My girlfriend flaked on sex with me for a piece of pie.

-Anonymous

So it's the summer before I am supposed to go to college. My friends and I had eaten Taco Bell for lunch, I would come to regret this decision. I went over to my girlfriend's house (now my ex)  because she had an awesome swimming pool and I wanted to cool off after a long run. We were both virgins, and had been talking about having sex before we both went off to different schools. We waited for her parents to leave, and we went down to the basement to mess around. We fooled about for a bit, and she told me to run to my car and get the condom. I was wearing board shorts, so I had no underwear on. As I was walking to the car, I felt a little rumble in the belly and thought it was just a fart, so I let loose. I was incorrect. I ended up sh*tting down my own leg. I freaked out, I had no idea what to do. Luckily we only lived about 6 miles from each other. I just drove home, ran inside and changed, and came back to her house. Her parents had come back by then, and she was a little confused when I returned. I told her I had an asthma attack because I was so nervous and had gone home to get my inhaler. I left for college 2 days later, we never had sex. 

-Anonymous

I asked my boyfriend if I was fat.  He told me, “No, I don’t date fat girls.”  I don't know whether to be happy I'm not fat or mad that my boyfriend is a dick.

-Anonymous

So I was on a training trip with my swim team in Key Largo this past winter, and one day we decide to hit up Key West. On the team was this girl who I liked, and I was pretty sure she liked me. The only thing was, since she was noticeably hot, locals were mad fucking creepy to her. 1: we got invited into a brothel. 2:Some old dude with a video camera taped her boobs as we walked by. 3: Five minutes later some old bum walked up to her and said "HONEY! I'M HOME!!!" then cackled loudly. Funny, but it made things kind of uncomfortable. Fuck weird people.

-PJ

The first time I went home with a guy I had just started seeing, he didn't tell me until we got to his house that he didn't have a bed, or a bedroom, and that he slept on the couch. Well, being drunk and horny, I decided that wasn't a big enough deal to make me leave. We just pushed the ottoman up to the couch and it actually made a pretty decent bed for us to have fun in all night. I woke up the next morning to him jumping up with a "Crap, my dad's here." Being hungover and waking up in an unfamiliar environment and generally confused, I didn't move fast enough to do anything but sit up and watch him bolt into the other room.

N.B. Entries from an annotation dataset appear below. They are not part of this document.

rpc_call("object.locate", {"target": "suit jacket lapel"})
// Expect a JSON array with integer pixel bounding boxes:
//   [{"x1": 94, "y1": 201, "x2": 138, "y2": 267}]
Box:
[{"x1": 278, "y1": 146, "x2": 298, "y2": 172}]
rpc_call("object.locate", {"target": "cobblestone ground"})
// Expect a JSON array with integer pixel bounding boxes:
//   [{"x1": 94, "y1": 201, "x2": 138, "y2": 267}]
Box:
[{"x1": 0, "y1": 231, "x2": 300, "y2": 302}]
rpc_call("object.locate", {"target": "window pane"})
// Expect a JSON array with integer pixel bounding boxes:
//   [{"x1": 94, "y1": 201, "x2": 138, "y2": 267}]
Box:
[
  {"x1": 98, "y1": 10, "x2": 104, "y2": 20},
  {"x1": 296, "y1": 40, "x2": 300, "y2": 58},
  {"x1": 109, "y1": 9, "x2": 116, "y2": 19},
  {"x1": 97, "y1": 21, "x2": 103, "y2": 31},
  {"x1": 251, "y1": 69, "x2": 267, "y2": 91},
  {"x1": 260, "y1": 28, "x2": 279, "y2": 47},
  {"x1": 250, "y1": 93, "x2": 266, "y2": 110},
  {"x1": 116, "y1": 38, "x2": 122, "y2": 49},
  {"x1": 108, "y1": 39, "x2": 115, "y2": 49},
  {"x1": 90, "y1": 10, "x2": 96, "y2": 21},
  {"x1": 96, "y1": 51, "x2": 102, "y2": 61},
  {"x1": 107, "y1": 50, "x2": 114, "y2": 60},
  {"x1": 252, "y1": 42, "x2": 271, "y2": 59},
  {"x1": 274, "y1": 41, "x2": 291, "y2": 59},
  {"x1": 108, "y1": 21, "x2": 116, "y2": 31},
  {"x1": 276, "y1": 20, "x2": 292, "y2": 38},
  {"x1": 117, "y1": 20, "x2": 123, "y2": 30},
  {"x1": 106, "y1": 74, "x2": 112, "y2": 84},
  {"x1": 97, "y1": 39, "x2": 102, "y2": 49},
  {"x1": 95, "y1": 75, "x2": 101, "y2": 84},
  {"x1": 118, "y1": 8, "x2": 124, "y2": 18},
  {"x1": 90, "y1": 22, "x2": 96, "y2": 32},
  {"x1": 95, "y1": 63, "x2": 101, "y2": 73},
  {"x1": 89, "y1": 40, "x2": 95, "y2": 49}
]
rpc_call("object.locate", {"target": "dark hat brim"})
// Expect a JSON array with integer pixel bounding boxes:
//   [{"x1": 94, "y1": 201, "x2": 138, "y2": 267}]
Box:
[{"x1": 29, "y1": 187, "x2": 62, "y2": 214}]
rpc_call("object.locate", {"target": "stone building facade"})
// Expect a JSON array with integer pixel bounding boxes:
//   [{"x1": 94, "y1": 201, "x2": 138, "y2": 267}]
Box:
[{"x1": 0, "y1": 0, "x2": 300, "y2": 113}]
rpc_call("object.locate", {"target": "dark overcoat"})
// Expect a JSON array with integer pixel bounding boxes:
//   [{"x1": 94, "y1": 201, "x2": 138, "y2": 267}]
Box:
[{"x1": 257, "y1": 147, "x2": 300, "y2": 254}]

The next second, as his dad was walking up the stairs, I pulled the blanket up to cover my naked bottom half. Without missing a beat, his dad walked over to me, stepping over my pants and thong on the floor, extended his hand and introduced himself. The first time I ever met anyone in his family I was half naked and he was too chicken to even stay in the room and help me through this extremely awkward situation. I still dated him for 2 years after that.
-K, Richard Bland

My friend tried to set me up with his girlfriend's friend. According to him, the last guy she dated was at least six inches shorter than her, so my chances were "looking good." A few weeks later we went on a double date. My date had thinning hair and puffy eyelids, which made her look like Gollum from Lord of the Rings. The kicker? She's the one who turned ME down.

-Jay

One day I was hanging out with my girlfriend, just talking, and somehow our conversation leads to talking about ghosts. She starts talking about how some of her friends are really dumb and actually believe in ghosts, so i look at her with a hurt face and say "my cousin was killed by a ghost," to which she replied "oh my god im so sorry," and she was totally serious. I will never let her forget that.